Settling some sum suppositions

TL;DR

This paper proves several conjectures about the sum of digits function in various bases, introduces new results related to the Prouhet-Tarry-Escott problem, and enables smaller partitions with equal power sums.

Contribution

It develops general summation results for the sum of digits function and applies them to find smaller partitions solving the Prouhet-Tarry-Escott problem.

Findings

Resolved multiple conjectures about sum of digits functions.

Discovered new partitions with fewer than b^N values for equal power sums.

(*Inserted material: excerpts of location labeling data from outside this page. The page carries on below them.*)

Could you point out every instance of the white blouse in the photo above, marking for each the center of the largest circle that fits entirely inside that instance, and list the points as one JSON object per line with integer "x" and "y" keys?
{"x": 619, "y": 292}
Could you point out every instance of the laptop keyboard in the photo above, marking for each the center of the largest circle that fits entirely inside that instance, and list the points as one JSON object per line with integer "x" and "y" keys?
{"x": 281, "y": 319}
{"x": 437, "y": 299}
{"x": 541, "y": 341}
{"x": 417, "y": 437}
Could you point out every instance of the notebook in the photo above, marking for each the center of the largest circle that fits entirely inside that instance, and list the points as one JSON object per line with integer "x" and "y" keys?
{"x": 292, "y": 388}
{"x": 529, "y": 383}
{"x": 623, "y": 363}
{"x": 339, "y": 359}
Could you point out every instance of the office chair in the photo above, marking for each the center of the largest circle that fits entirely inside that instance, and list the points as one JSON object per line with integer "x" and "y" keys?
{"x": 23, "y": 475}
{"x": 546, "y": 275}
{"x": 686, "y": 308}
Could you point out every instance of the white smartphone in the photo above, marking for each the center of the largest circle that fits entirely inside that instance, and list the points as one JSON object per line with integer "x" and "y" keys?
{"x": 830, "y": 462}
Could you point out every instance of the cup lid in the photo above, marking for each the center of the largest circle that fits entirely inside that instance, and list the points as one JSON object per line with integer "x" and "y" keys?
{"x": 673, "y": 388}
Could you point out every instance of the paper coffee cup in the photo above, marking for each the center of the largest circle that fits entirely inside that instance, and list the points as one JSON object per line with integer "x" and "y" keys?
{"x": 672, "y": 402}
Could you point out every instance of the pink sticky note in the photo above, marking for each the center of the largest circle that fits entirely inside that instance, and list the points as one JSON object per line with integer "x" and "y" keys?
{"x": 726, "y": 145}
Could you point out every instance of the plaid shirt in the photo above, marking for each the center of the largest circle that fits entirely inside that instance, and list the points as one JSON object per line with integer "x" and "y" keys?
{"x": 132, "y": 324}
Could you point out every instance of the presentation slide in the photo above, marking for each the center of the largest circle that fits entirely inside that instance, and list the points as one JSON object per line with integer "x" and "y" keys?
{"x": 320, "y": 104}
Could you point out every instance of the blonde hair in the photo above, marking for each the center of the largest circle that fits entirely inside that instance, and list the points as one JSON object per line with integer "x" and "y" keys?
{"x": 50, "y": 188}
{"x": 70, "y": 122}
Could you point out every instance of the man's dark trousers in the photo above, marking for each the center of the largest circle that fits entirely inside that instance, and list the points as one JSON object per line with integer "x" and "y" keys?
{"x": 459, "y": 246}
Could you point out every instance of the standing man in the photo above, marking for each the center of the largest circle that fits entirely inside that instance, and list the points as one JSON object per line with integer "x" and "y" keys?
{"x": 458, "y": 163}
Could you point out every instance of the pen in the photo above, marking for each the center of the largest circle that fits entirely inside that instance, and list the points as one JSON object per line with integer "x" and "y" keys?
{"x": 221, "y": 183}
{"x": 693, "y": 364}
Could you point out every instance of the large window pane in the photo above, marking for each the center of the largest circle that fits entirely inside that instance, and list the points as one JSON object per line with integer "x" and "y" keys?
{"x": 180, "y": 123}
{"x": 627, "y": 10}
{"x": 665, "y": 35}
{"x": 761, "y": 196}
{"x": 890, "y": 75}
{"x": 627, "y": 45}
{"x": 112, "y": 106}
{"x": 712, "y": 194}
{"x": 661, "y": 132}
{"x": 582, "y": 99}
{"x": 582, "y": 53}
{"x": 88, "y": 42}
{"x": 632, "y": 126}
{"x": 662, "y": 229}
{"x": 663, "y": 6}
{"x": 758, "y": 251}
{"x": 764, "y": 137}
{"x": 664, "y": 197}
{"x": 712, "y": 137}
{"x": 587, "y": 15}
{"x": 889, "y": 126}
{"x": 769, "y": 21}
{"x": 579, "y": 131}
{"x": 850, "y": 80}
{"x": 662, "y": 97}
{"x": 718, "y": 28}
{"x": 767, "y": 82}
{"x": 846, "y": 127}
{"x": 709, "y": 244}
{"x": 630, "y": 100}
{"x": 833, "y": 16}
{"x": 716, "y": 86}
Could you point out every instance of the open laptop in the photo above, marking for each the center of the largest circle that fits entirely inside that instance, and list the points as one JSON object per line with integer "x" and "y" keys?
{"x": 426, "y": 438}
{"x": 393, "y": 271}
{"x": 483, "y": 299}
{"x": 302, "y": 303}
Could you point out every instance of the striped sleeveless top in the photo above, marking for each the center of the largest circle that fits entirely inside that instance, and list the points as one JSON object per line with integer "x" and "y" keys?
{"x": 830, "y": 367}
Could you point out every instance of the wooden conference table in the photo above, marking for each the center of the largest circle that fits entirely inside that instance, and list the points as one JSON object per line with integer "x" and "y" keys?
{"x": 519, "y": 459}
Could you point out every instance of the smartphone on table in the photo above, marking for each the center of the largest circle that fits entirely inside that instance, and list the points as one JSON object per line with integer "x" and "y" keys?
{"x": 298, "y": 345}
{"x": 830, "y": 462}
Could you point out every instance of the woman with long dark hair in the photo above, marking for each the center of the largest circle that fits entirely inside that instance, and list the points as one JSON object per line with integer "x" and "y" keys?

Enabled computational search for smaller solutions to classical problems.

Abstract

We solve multiple conjectures by Byszewski and Ulas about the sum of base $b$ digits function. In order to do this, we develop general results about summations over the sum of digits function. As a corollary, we describe an unexpected new result about the Prouhet-Tarry-Escott problem. In some cases, this allows us to partition fewer than $b^N$ values into $b$ sets $\{S_1,\ldots,S_b\}$, such that $$\sum_{s\in S_1}s^k = \sum_{s\in S_2}s^k = \cdots = \sum_{s\in S_b}s^k $$ for $0\leq k \leq N-1$. The classical construction can only partition $b^N$ values such that the first $N$ powers agree. Our results are amenable to a computational search, which may discover new, smaller, solutions to this classical problem.